Mais l'être normal fait des enfants ainsi qu'une bête accouplée par la

loi.
Regarde cette femme! n'est-ce pas abominable de penser que ce bijou,
que cette perle née pour être belle, admirée, fêtée et adorée, a passé
onze ans de sa vie à donner des héritiers au comte de Mascaret.

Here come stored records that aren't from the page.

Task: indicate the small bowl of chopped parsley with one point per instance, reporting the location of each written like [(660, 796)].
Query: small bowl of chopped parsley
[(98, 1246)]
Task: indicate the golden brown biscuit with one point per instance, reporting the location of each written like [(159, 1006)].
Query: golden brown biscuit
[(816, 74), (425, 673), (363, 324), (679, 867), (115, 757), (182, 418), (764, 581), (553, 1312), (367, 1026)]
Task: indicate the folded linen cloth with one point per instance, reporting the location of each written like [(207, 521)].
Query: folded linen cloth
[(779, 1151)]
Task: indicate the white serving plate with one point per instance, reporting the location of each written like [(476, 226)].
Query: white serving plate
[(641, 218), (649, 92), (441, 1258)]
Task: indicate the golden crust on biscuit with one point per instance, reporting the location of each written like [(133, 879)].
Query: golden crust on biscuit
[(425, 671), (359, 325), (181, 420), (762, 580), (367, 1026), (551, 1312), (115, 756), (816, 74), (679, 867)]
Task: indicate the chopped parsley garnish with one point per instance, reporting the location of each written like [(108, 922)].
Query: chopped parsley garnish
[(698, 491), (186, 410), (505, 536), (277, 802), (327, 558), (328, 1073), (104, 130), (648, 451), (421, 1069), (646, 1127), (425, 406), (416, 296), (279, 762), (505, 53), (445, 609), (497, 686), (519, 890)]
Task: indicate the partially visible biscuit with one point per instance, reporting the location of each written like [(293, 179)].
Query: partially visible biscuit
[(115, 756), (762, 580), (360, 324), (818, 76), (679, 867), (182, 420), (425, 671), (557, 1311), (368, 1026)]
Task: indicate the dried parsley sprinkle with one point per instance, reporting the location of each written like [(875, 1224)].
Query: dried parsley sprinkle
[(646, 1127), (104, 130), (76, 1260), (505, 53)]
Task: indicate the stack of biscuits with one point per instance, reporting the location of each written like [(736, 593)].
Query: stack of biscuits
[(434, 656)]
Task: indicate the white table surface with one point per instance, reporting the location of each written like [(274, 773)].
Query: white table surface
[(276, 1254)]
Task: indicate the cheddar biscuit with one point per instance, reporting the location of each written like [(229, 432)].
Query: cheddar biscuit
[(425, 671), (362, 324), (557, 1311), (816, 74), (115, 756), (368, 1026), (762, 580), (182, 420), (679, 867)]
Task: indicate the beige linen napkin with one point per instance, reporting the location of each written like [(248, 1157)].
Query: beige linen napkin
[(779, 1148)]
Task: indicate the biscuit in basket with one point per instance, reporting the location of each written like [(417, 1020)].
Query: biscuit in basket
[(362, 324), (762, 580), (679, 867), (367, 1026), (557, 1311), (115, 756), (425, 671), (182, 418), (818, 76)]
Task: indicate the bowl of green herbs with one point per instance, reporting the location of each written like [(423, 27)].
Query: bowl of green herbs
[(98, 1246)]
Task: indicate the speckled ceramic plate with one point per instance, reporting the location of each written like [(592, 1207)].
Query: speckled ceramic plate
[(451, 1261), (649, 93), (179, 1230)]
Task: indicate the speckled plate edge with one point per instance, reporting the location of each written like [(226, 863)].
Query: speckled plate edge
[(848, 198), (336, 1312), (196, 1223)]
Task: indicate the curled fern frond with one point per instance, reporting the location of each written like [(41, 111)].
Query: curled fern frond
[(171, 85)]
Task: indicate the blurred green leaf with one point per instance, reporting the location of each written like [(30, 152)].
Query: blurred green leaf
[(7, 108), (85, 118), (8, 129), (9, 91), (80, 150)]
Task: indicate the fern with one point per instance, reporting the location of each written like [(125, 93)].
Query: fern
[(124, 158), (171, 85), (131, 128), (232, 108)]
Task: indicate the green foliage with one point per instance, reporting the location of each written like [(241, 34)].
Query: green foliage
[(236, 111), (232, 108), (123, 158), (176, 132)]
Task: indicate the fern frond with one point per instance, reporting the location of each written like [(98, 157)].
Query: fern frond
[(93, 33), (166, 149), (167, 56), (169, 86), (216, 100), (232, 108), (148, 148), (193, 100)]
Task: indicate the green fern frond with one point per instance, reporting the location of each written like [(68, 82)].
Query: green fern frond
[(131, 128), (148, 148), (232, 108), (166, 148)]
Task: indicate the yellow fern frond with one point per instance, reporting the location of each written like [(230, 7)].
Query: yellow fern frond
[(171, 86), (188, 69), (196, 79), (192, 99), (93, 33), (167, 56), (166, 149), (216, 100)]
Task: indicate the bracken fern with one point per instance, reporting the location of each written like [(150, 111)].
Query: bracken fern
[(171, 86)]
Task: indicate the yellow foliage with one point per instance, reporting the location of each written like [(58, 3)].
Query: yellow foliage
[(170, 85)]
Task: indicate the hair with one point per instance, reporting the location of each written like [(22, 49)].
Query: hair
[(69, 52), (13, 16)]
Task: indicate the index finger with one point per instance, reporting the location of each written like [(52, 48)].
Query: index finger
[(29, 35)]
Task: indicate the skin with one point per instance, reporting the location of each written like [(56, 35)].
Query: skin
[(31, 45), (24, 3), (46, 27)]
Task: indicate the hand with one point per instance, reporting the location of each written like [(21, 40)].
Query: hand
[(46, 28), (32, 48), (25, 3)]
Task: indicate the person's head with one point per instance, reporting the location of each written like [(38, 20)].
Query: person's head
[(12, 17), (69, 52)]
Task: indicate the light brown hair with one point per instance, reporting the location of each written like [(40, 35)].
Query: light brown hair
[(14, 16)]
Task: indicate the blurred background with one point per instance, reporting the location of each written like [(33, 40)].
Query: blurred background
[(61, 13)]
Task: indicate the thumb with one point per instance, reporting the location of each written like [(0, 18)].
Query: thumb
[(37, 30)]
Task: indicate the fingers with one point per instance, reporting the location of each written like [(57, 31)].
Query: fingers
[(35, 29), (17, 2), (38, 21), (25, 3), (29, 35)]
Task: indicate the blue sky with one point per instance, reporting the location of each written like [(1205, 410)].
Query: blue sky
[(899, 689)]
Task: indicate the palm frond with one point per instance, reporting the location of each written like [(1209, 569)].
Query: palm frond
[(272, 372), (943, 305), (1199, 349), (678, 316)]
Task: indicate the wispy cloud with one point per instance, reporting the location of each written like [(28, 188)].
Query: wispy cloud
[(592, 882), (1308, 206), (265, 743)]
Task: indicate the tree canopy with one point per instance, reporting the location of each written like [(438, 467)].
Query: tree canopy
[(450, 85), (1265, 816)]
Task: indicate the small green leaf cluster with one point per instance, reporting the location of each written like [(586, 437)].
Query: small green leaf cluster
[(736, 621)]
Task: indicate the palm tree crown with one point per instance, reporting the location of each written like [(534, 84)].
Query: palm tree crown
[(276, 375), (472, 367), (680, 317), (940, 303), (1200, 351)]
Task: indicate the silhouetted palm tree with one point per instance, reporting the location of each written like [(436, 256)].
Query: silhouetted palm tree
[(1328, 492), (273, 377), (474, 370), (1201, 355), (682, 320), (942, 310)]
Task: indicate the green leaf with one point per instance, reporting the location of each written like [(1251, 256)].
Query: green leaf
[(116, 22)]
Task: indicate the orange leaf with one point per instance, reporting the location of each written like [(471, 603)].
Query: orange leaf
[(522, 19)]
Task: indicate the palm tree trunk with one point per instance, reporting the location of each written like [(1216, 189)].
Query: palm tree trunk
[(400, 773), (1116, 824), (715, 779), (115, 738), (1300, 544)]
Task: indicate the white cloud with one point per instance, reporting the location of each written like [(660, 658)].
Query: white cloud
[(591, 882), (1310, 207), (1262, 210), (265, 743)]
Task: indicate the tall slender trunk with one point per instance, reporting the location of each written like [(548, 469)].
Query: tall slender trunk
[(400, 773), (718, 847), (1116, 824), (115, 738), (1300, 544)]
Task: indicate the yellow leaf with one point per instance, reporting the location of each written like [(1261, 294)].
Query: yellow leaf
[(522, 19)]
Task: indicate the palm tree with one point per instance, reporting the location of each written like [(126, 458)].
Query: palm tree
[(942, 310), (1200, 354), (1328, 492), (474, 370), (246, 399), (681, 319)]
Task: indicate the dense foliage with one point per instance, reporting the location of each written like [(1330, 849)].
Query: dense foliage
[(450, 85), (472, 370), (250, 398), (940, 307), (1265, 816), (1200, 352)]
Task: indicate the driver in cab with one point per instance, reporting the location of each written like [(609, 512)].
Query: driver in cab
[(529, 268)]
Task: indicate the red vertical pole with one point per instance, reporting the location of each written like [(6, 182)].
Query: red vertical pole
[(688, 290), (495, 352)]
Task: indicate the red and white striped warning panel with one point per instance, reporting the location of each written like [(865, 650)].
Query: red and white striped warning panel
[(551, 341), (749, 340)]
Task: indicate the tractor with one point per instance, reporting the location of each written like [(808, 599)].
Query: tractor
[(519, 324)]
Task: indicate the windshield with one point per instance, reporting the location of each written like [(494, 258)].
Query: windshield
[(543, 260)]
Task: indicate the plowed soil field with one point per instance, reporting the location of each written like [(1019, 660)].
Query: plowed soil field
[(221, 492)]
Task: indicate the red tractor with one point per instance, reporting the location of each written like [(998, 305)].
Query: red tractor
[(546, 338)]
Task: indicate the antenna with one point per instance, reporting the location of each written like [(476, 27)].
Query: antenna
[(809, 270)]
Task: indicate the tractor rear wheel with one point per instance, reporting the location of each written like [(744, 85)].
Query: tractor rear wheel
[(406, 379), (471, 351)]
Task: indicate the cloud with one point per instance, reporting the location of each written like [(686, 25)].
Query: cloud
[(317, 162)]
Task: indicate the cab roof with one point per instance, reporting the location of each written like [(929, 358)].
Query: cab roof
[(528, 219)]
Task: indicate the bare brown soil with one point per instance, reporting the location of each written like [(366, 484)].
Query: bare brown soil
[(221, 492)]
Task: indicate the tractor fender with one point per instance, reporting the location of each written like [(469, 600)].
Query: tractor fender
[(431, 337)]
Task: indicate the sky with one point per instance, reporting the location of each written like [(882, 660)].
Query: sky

Bernard Grandin dit en riant:
--Il y a beaucoup de vrai dans tout cela; mais peu de gens te
comprendraient.
Salins s'animait.
--Sais-tu comment je conçois Dieu, dit-il: comme un monstrueux
organe créateur inconnu de nous, qui sème par l'espace des milliards de
mondes, ainsi qu'un poisson unique pondrait des oeufs dans la mer. Il
crée parce que c'est sa fonction de Dieu; mais il est ignorant de ce qu'il
fait, stupidement prolifique, inconscient des combinaisons de toutes
sortes produites par ses germes éparpillés. La pensée humaine est un
heureux petit accident des hasards de ses fécondations, un accident
local, passager, imprévu, condamné à disparaître avec la terre, et à
recommencer peut-être ici ou ailleurs, pareil ou différent, avec les
nouvelles combinaisons des éternels recommencements. Nous lui
devons, a ce petit accident de l'intelligence, d'être très mal en ce monde
qui n'est pas fait pour nous, qui n'avait pas été préparé pour recevoir,
loger, nourrir et contenter des êtres pensants, et nous lui devons aussi
d'avoir à lutter sans cesse, quand nous sommes vraiment des raffinés et
des civilisés, contre ce qu'on appelle encore les desseins de la
Providence.
Grandin, qui l'écoutait avec attention, connaissant de longue date les
surprises éclatantes de sa fantaisie, lui demanda:
--Alors, tu crois que la pensée humaine est un produit spontané de
l'aveugle parturition divine?
--Parbleu! une fonction fortuite des centres nerveux de notre cerveau,
pareille aux actions chimiques imprévues dues à des mélanges

nouveaux, pareille aussi à une production d'électricité, créée par des
frottements ou des voisinages inattendus, à tous les phénomènes enfin
engendrés par les fermentations infinies et fécondes de la matière qui
vit.
Mais, mon cher, la preuve en éclate pour quiconque regarde autour de
soi. Si la pensée humaine, voulue par un créateur conscient, avait dû
être ce qu'elle est devenue, si différente de la pensée et de la résignation
animales, exigeante, chercheuse, agitée, tourmentée, est-ce que le
monde créé pour recevoir l'être que nous sommes aujourd'hui aurait été
cet inconfortable petit parc à bestioles, ce champ à salades, ce potager
sylvestre, rocheux et sphérique où votre Providence imprévoyante nous
avait destinés à vivre nus, dans les grottes ou sous les arbres, nourris de
la chair massacrée des animaux, nos frères, ou des légumes crus
poussés sous le soleil et les pluies.